That was also true 100 years ago
and I expect it to be true 100 years n the future. I'm not discouraged.
but regularly impresed and
encouraged by what people can do with electric vehicles in spite of the
problems and limitations
imposed by batteries"

And I am forced to disagree unless he is saying that lead acid is
synonomous with batteries. [or he is talking about physical size  ]

The biggest obstacle is public perception and government and industry
perception.

We probably have 100 electric vehicles at work. golf carts club carts,
and forklifts sporting hawkers. Totally acceptale. But everyone gets a
charge out of me driveing to work every day in my 300VZX.

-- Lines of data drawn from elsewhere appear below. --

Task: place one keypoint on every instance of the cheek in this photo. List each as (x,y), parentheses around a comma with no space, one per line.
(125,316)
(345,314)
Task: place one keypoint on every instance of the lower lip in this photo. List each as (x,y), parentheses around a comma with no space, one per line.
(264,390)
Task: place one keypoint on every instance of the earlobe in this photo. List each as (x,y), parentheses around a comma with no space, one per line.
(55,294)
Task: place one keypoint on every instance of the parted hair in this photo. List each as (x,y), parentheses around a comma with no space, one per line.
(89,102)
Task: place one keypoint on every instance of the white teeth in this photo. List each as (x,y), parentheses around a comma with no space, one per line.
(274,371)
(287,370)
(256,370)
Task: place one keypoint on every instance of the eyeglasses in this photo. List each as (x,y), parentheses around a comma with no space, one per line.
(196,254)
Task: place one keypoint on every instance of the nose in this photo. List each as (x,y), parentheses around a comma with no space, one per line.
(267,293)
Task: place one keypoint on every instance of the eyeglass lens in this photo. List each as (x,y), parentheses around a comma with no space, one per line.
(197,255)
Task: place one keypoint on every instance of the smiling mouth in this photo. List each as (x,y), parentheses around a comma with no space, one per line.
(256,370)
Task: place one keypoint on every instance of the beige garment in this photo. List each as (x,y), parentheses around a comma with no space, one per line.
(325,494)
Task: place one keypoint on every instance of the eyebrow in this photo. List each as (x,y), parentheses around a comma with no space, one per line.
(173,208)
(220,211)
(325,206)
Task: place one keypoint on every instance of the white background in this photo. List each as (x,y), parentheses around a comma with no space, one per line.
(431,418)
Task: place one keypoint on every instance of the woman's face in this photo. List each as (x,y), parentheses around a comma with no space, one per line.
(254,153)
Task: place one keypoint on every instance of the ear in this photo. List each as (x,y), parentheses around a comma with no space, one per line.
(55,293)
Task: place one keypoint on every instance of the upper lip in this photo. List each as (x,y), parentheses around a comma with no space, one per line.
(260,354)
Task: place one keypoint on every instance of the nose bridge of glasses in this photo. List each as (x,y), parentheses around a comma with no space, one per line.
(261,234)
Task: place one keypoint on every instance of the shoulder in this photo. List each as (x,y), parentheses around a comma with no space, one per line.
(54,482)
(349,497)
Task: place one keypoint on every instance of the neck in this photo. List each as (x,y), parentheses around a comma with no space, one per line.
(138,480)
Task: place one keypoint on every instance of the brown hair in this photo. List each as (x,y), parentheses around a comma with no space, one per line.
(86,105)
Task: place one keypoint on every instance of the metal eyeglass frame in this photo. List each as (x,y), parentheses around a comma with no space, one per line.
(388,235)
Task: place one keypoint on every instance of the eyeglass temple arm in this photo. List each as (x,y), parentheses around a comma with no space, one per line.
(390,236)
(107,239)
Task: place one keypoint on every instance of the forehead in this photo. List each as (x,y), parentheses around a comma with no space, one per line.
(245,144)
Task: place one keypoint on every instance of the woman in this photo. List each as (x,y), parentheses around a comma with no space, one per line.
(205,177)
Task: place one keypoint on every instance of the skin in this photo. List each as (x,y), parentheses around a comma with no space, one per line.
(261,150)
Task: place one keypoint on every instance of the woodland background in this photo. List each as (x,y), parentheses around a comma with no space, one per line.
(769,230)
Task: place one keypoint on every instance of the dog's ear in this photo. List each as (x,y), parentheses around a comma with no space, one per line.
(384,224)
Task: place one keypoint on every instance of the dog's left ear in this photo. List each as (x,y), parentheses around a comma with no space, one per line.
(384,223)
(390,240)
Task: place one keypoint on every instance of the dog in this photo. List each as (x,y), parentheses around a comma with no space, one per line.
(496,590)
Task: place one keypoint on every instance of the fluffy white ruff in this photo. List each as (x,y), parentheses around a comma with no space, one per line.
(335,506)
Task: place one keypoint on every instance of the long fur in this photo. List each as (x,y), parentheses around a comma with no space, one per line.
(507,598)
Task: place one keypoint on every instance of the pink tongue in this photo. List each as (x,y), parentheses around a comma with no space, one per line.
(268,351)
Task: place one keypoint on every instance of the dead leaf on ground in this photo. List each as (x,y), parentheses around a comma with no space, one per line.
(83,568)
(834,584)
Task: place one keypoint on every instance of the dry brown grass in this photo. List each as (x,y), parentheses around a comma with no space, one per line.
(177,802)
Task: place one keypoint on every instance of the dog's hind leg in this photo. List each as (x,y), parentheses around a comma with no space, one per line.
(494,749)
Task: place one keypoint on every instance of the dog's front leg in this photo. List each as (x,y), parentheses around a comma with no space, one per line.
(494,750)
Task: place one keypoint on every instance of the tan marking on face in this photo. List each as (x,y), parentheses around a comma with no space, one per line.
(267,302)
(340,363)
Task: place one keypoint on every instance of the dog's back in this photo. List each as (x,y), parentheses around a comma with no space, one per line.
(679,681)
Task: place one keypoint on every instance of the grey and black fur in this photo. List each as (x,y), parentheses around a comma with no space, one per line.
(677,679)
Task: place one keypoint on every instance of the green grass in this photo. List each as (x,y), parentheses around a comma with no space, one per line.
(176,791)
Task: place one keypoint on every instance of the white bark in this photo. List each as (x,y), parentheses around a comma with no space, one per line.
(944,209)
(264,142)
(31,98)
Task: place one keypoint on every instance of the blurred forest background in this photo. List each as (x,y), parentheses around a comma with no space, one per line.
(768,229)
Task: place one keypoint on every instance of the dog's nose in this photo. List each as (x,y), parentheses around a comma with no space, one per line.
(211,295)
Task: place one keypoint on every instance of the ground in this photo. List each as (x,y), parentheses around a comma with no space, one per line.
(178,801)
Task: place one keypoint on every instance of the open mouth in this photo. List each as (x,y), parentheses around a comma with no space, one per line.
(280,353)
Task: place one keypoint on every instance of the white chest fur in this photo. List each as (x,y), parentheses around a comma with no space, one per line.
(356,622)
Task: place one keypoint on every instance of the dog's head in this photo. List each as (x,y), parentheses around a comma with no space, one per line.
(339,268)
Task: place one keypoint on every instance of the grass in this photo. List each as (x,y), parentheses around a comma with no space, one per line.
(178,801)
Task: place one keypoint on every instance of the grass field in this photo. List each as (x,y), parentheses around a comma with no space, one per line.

The rav4, and the EV1 proved viability even with nimh. The reason that
died was the nimh was tied up in exclusive contracts, as we are in
danger of A123 cells becomeing. We are lucky that other countries don't
have this problem and should force the auto makers and our governments
hands.

The fallacy that everything must be done or it is of no use is also a
killer. If just 30% of the cars in daily use were electric, it would
help the economy like you wouldn't believe. Not going to get political
here, it is just a numbers game. We have the excess capacity at night to
charge them, That is enough to end dependence on foriegn oil, The smog
levels in valley cities would drop dramatically and more petroleum would
be available for other transportation needs keeping it's cost and the
cost of plastics down.

I say we need to look at it as using the right tool for the right job.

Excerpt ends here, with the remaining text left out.